When I was in medical school in the late 1970s, I was assigned to a surgical service that also had two first-year residents known as "the interns." As a medical student, I was required to stay in the hospital every few nights to help them. Internship was (and remains) very demanding. In those days before the "80 hour work week," though, it was not uncommon for young, newly minted physicians to stay awake on-call for 36-hour stretches every other night for weeks on end; basically alternating 36 hours at work with 12 hour at home. Personal care was non existant. Weekends were meaningless. It was exhausting and soul-sucking, and most of the night work was of no educational benefit.

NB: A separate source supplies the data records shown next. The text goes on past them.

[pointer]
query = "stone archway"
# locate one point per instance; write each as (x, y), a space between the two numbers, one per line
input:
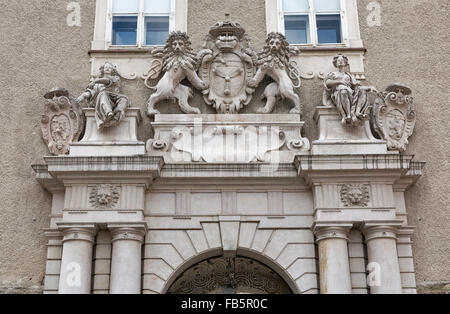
(236, 275)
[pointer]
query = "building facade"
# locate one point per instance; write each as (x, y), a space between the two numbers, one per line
(224, 147)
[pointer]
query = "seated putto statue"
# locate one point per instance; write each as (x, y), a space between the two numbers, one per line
(274, 61)
(103, 93)
(341, 89)
(178, 62)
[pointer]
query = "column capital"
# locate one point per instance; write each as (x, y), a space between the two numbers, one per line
(372, 232)
(130, 232)
(78, 232)
(331, 231)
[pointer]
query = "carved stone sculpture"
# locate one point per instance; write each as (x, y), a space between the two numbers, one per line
(179, 62)
(62, 122)
(103, 93)
(226, 65)
(341, 89)
(274, 61)
(394, 117)
(104, 196)
(355, 195)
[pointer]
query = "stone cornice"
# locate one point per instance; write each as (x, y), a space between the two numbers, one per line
(389, 168)
(236, 170)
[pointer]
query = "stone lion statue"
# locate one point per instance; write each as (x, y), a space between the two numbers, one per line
(274, 61)
(178, 62)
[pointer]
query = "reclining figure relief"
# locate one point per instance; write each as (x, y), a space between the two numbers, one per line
(274, 61)
(342, 90)
(103, 93)
(178, 62)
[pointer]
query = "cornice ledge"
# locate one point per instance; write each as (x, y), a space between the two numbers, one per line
(49, 183)
(370, 163)
(229, 170)
(105, 164)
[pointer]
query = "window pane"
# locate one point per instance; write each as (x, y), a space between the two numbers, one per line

In the days before computers and cell phones, each lab and X-ray report needed to be tracked down from a different corner of the building. The interns shuffled from one place to another all night long, preparing for morning rounds.

Exhausted resident

When I ran across the pilot’s comments comparing airliner cockpits to operating rooms, I paused for a moment. Is being a pilot like being a surgeon? Well, certainly, both pilots and OR personnel review checklists before we begin. Yes, we do our best work when we are relaxed, careful, and attentive. Yes, a functional, alert team is safer than a dysfunctional, distracted one. Yes, we check that the equipment is ready and functioning normally before we begin. Yes, there is extraneous conversation and, sometimes, loud music while we work. But, naps? Um, I don’t think so. Not a good idea.